決まるのは、商談の後です
法人営業のロープレが違う点
法人営業のロープレは、個人のお客様を相手にする営業のロープレとは、練習で再現すべきものが異なります。個人向けの商談であれば、目の前の相手が納得すれば、その場で話が前に進みます。一方、法人営業では、担当者が納得したところから、上長への報告、稟議、購買部門や情報システム部門の確認という長い検討が始まります。担当者は社内で説明する側に回り、営業担当者はその場に同席できません。そのため法人営業のロープレで本来鍛えるべきなのは、目の前の相手を納得させる話し方だけでなく、担当者が社内で使える材料をその場で渡す進め方です。ただしこの進め方は、これまでのロープレの延長線上では扱いにくいものです。
誰も練習していない社内説明
法人営業のロープレでは、初回訪問やヒアリング、提案の場面が中心に置かれます。しかし商談が止まるのは、たいていその後です。「社内で検討します」と言われた時点で、会話の主役は担当者に移り、担当者は上長や他部門に向けて自分の言葉で説明することになります。このとき担当者が使う言葉を営業側が用意できているかどうかで、検討の進み方は変わります。従来のロープレは、この社内説明の場面をほとんど扱ってきませんでした。そして、これを練習に落とし込むところに、法人営業ならではの難しさがあるのです。
練習設計でつまずく3つの点
ロープレの相手役は、たいてい同僚が一人で務めます。しかし実際の提案の場には、運用の手間を心配する現場、費用対効果を見る購買部門、セキュリティを確認する情報システム部門が並びます。評価軸の異なる相手が同席する場面を、一人の相手役では再現しにくいのが現実です。
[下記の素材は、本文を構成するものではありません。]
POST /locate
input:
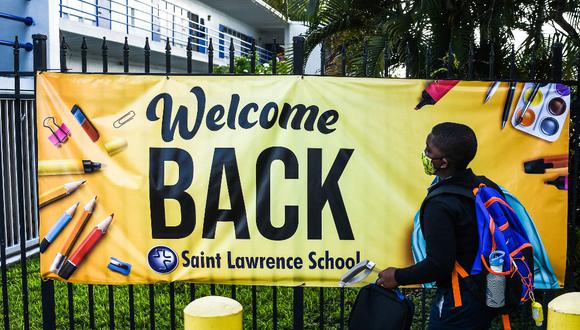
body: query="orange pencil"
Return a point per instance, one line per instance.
(74, 236)
(57, 193)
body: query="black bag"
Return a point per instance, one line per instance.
(378, 308)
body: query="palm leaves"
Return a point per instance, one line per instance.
(421, 33)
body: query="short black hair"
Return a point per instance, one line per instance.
(457, 142)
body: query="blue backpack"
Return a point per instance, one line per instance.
(499, 229)
(544, 276)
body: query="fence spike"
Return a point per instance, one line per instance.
(491, 62)
(512, 63)
(63, 51)
(407, 60)
(232, 55)
(428, 61)
(343, 55)
(470, 59)
(386, 58)
(366, 59)
(253, 57)
(189, 50)
(105, 55)
(322, 58)
(126, 56)
(210, 56)
(275, 57)
(84, 55)
(557, 49)
(450, 59)
(167, 56)
(147, 54)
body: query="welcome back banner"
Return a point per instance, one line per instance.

練習が目の前の一人との会話で完結するため、その先の場面が抜け落ちます。「社内で検討します」と言われた後、担当者が上長や購買部門にどう説明するかを想定した会話は、ほとんど練習されません。その結果、稟議の段階で商談が長期化してしまうのです。
そのため、マネージャーは誰がどの相手に弱いのかを把握できません。同行できる商談は限られ、報告と印象をもとに指導することになります。チーム全体のどこを底上げすべきかは、数字としては見えにくいと言えます。
評価軸の違う相手を、一通り練習できます
部門別に設定するAI顧客ロール
現場、購買、情報システムと、立場の違う相手に何から話すべきかを、商談の前につかめます。UMU AIロープレでは、役職や性格、話し方の異なる顧客ロールを複数設定でき、同じ提案を相手ごとに言い換える練習を一通り重ねられます。担当者は、どの相手に何を先に伝えるかを事前に整理できるようになります。
社内説明の場面まで、練習に含められます
社内検討を想定した異議シナリオ
「予算は来期です」「他部署の合意が要ります」といった、検討の途中で出てくる言葉への切り返し方を、事前に用意できます。UMU AIロープレでは、自社の商談で実際に出た異議をシナリオに組み込み、AIが会話の適切な場面でその異議を投げかけます。担当者が社内で使える説明を、その場で渡せるようになります。
誰がどの場面で詰まるか、数字で分かります
段階別に見えるチームの課題
チームのどこを底上げすべきかを、印象ではなくデータで確かめられます。UMU AIロープレでは、導入トークやヒアリング、異議対応といった段階ごとにスコアが残り、個人別の推移をマネージャー向けの画面で確認できます。AIが担うのは反復練習と評価基準の統一までで、目標設定や動機づけは引き続きマネージャーの役割です。
複数部門が関わる商談での活用
医療機器の営業組織
体外診断分野のグローバル大手企業では、5名の研修担当者が1,500名の営業担当者を担っており、能力認定は四半期に1回の集合ロープレに限られていました(出典:導入企業へのヒアリング)。
そこでUMU AIロープレを活用し、企業が定めた5つの訪問プロセスに沿って、準備ができた担当者から随時認定を受けられる体制を整えました。
その結果、認定が日程待ちから随時実施へ変わり、現場に出るまでの待ち時間がなくなったことで、認定通過者の実訪問における成約率が22.4%向上しました(出典:導入企業へのヒアリング)。
代理店と直販の組織
営業チーム800名超のバイオ医薬品企業では、販売代理店と社内営業が併存し、本部が用意した研修資料だけでは同じ水準の商談を再現しにくい状況でした(出典:導入企業へのヒアリング)。
そこでUMU AIロープレを導入し、所属を問わず800名が同じ訪問シナリオと同じ評価基準で練習できる環境を整えました。
その結果、練習の基準が組織全体でそろい、新任営業が独り立ちするまでの期間は60日から30日に短縮され、新任担当者への顧客満足度も23.5%向上しました(出典:導入企業へのヒアリング)。